The divisions of Punjab (), are the first-order administrative bodies of the Punjab Province of Pakistan. In total, there are 11 divisions, which are further divided into districts ranging from three to six per division, depending upon area. Divisions are governed by Commissioners while districts are governed by Deputy Commissioners.

History
Administrative divisions had formed an integral tier of government from the times of Mughal Empire and latterly British Raj. The Lahore and Multan Subahs (combinedly Punjab)  during Mughal era while Punjab Province during British era were subdivided into divisions, which were themselves subdivided into districts.

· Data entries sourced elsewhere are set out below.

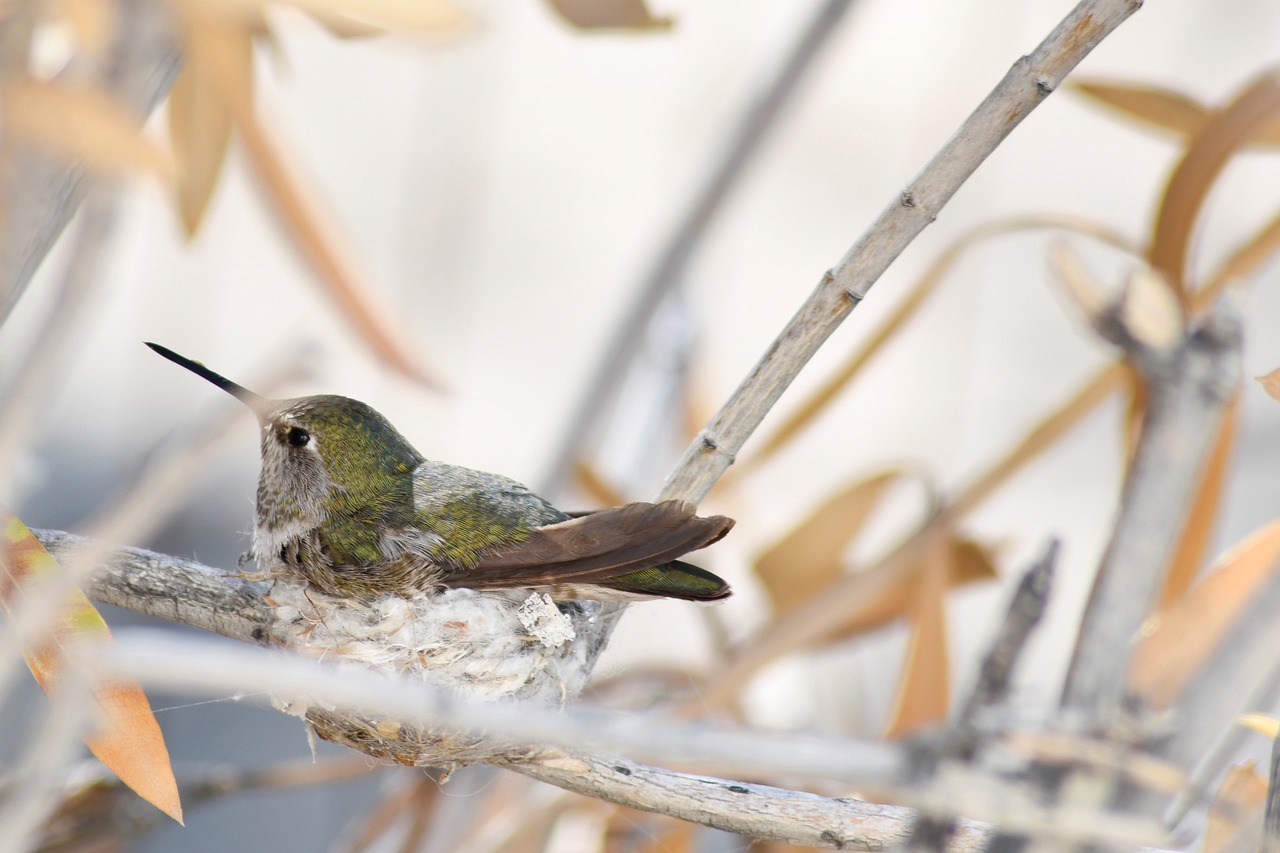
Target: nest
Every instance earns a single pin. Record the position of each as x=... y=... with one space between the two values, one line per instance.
x=504 y=646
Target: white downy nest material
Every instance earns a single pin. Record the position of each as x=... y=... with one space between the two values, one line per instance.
x=483 y=646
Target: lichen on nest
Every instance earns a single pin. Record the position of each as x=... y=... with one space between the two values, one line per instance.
x=507 y=646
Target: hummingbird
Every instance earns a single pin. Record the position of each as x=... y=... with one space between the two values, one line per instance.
x=348 y=505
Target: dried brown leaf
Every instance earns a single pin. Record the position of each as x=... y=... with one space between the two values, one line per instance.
x=423 y=17
x=1235 y=804
x=1161 y=108
x=127 y=739
x=318 y=240
x=972 y=562
x=809 y=557
x=810 y=409
x=200 y=118
x=1219 y=140
x=83 y=124
x=1151 y=310
x=1242 y=263
x=1182 y=638
x=1194 y=539
x=1271 y=383
x=924 y=693
x=609 y=14
x=1079 y=284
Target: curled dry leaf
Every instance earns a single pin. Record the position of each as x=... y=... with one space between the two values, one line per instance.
x=1193 y=544
x=1271 y=383
x=597 y=488
x=91 y=24
x=609 y=14
x=1151 y=310
x=1164 y=109
x=1147 y=309
x=924 y=685
x=1234 y=810
x=1078 y=283
x=200 y=118
x=1207 y=154
x=82 y=124
x=128 y=739
x=220 y=45
x=1182 y=638
x=420 y=17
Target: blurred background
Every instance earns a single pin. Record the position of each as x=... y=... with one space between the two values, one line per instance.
x=504 y=188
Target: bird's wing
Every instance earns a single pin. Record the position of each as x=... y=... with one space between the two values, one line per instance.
x=594 y=548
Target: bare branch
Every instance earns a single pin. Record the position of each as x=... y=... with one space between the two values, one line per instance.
x=1024 y=87
x=1024 y=612
x=661 y=281
x=1189 y=386
x=758 y=811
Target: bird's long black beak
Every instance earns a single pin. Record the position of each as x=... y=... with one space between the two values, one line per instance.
x=257 y=402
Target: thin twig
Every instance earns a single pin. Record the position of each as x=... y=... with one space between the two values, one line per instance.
x=1024 y=612
x=41 y=192
x=1189 y=384
x=1271 y=822
x=1031 y=80
x=753 y=127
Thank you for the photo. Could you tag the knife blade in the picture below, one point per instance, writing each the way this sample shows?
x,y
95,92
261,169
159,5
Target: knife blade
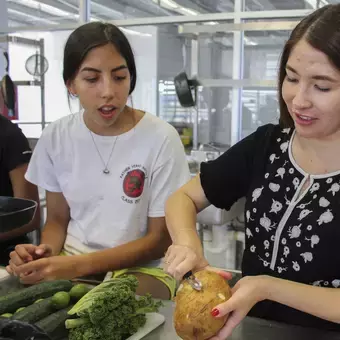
x,y
193,281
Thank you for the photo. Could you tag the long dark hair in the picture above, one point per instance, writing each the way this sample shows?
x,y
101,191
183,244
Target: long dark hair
x,y
89,36
321,29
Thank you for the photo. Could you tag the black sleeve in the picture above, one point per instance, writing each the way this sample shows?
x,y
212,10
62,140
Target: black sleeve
x,y
228,178
17,150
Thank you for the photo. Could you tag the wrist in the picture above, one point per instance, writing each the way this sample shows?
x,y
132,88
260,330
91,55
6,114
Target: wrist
x,y
265,284
81,264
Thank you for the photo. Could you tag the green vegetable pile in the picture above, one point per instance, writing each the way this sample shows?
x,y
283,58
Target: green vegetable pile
x,y
110,311
45,305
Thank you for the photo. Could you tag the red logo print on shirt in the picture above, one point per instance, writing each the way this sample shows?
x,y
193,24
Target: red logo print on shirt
x,y
133,184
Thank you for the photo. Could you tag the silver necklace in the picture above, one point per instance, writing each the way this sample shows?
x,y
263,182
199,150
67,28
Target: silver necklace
x,y
106,171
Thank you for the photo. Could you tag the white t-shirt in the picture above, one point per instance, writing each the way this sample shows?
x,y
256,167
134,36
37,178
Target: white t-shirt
x,y
148,163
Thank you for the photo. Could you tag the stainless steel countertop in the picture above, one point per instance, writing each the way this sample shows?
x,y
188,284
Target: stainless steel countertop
x,y
249,329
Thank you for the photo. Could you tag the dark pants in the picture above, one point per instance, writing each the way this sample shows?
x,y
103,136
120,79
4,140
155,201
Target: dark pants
x,y
7,246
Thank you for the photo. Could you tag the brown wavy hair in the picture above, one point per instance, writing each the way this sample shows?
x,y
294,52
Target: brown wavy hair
x,y
321,29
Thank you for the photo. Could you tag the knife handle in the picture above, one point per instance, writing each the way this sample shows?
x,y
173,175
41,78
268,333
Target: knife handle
x,y
187,275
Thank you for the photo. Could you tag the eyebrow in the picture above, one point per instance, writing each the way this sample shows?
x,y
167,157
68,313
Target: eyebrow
x,y
316,77
92,69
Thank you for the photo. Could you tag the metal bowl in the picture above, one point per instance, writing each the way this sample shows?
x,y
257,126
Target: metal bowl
x,y
15,212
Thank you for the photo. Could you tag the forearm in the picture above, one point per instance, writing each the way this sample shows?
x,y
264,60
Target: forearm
x,y
321,302
27,228
54,235
135,253
181,215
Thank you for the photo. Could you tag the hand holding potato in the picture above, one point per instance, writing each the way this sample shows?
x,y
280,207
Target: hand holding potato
x,y
181,259
245,294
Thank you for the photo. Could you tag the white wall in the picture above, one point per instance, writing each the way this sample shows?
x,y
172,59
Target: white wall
x,y
56,103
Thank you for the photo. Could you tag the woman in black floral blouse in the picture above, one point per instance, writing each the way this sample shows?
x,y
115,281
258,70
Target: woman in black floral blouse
x,y
290,176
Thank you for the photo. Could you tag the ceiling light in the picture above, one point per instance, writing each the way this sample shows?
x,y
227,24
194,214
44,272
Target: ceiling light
x,y
187,11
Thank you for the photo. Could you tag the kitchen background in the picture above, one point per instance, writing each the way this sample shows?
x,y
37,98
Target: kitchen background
x,y
230,47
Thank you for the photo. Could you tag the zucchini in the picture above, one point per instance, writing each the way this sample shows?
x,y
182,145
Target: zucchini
x,y
25,297
35,311
54,324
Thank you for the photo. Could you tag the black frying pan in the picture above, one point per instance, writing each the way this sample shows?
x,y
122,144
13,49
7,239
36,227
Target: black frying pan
x,y
15,213
8,89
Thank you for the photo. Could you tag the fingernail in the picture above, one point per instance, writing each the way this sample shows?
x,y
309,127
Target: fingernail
x,y
215,312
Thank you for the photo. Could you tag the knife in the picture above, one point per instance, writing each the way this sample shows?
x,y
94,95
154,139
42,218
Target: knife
x,y
193,281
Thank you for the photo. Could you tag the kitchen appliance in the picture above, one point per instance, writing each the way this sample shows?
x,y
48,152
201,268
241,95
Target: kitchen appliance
x,y
15,212
184,88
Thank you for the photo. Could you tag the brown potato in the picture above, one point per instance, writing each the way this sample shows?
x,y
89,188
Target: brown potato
x,y
192,316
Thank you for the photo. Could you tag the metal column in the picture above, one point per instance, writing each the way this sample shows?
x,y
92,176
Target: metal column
x,y
236,110
84,11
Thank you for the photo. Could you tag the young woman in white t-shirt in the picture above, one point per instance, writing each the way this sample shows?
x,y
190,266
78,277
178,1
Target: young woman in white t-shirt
x,y
107,171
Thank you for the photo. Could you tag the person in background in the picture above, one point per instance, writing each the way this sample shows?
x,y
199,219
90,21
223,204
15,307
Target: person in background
x,y
15,154
107,172
290,176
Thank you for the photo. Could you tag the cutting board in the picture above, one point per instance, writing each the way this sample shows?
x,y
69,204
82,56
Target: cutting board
x,y
153,320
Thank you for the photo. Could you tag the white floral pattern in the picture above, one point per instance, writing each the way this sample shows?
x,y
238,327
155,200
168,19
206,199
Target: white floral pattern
x,y
286,228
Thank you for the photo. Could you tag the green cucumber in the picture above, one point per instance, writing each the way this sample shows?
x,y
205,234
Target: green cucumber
x,y
60,300
25,297
35,311
54,324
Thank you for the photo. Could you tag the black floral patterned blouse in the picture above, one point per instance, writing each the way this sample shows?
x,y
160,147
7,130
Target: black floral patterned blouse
x,y
292,219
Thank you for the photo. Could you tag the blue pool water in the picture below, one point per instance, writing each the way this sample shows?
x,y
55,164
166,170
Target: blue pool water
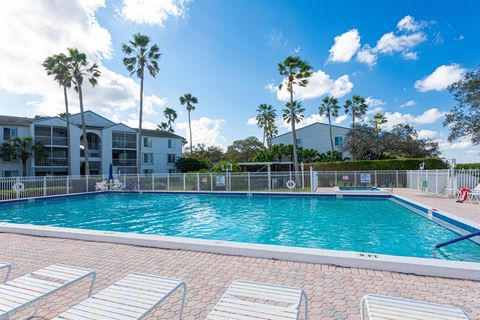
x,y
375,225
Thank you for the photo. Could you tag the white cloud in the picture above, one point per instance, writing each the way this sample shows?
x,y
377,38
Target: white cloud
x,y
155,12
252,121
47,28
204,130
441,78
319,84
366,55
409,103
430,116
372,102
408,23
345,46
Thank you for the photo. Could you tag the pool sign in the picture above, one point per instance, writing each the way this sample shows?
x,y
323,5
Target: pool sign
x,y
365,178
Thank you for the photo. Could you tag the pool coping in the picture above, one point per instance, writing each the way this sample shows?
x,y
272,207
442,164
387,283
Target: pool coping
x,y
353,259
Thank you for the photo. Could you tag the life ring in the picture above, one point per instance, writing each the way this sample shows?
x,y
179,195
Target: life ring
x,y
18,186
291,184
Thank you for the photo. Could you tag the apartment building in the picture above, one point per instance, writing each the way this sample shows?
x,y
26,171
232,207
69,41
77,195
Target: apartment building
x,y
108,143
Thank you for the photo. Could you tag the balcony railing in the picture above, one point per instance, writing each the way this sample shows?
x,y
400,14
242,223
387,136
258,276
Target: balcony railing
x,y
52,141
53,162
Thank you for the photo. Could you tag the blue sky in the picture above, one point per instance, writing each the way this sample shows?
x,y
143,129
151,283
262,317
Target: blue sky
x,y
402,55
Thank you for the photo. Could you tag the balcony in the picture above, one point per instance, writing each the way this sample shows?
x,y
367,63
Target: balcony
x,y
52,162
52,141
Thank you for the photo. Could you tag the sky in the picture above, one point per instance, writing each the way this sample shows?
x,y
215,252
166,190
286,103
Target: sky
x,y
400,55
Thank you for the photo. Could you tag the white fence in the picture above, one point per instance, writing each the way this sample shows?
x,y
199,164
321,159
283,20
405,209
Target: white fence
x,y
441,182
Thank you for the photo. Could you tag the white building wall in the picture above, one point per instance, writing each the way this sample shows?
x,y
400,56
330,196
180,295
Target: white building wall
x,y
315,136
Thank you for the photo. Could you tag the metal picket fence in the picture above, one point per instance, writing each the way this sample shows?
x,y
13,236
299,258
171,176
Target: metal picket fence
x,y
439,182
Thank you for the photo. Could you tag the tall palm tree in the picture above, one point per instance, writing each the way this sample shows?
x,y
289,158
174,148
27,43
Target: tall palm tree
x,y
171,116
296,72
189,101
377,121
141,56
356,107
23,149
330,109
80,68
58,67
266,115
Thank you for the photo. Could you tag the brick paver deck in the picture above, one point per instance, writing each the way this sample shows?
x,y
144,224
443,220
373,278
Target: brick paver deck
x,y
333,292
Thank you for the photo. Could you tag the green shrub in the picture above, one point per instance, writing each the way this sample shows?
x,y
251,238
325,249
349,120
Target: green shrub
x,y
393,164
468,166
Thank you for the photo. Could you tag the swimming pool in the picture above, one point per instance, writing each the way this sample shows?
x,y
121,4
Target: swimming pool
x,y
367,224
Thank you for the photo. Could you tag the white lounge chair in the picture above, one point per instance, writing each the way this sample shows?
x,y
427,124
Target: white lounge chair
x,y
252,300
22,292
132,297
8,268
101,186
385,307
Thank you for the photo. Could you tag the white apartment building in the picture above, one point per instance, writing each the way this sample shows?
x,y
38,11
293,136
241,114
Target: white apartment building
x,y
108,143
316,136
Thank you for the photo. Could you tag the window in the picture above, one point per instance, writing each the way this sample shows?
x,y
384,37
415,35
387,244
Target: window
x,y
9,133
338,141
148,158
147,142
171,158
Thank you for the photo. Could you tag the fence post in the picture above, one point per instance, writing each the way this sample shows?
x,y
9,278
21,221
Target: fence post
x,y
269,178
303,176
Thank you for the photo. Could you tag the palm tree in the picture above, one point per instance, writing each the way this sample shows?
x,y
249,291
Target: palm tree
x,y
377,121
356,107
141,56
80,68
297,72
329,108
266,120
58,67
189,101
171,116
23,149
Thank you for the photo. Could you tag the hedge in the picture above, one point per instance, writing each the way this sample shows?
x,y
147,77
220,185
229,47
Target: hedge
x,y
393,164
468,166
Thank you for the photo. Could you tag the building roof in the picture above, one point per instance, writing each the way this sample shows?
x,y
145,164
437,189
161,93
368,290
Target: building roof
x,y
15,121
313,124
160,134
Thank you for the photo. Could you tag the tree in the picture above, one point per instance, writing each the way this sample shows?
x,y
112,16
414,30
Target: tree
x,y
58,67
377,121
162,126
464,119
189,102
211,154
356,107
266,116
243,150
189,164
171,116
140,56
80,68
296,72
330,109
23,149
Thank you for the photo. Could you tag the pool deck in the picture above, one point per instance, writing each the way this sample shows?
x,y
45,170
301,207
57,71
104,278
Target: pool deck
x,y
466,210
333,292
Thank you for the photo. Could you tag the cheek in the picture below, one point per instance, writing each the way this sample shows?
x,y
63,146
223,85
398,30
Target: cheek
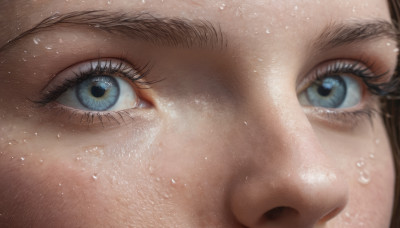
x,y
36,192
367,164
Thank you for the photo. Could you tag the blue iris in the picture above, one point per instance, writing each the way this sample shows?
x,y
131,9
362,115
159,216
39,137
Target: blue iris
x,y
329,92
98,93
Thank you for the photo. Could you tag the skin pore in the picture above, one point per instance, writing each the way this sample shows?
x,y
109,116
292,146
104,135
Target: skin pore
x,y
219,133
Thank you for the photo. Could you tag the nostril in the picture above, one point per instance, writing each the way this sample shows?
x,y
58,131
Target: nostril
x,y
279,212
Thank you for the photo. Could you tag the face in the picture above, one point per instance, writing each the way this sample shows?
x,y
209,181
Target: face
x,y
195,113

After independence, The province of West Punjab had four divisions – Lahore, Multan, Rawalpindi and Sargodha. From 1955 to 1970, during One Unit policy the Princely State of Bahawalpur was joined with West Punjab and made part of Bahawalpur Division. In the late 1970s new divisions were formed; Gujranwala Division was formed from parts of Lahore and Rawalpindi divisions; Dera Ghazi Khan Division was split from Multan Division; Faisalabad Division was split from Sargodha Division and, with the passage of time, the number of these divisions increased and now there are nine divisions.on 17 August 2022, Gujarat Division established in Punjab Province.

On January 14, 2023, Mianwali Division was added to Punjab Province.

Administration
Every division of province is divided into many districts and then further into tehsils. Each division is administrated by a commissioner. He is assisted by different deputy commissioners of all districts of his division. The duties of commissioner according to Punjab Government Act 2013 (XVIII of 2013) are as follows:

 He is the officer-in-charge of general administration and principal representative of the government in the division.
 He monitors the discharge of duties by the deputy commissioners in the division.
 He is also responsible to facilitate and coordinate any work which concerns two or more districts in the division.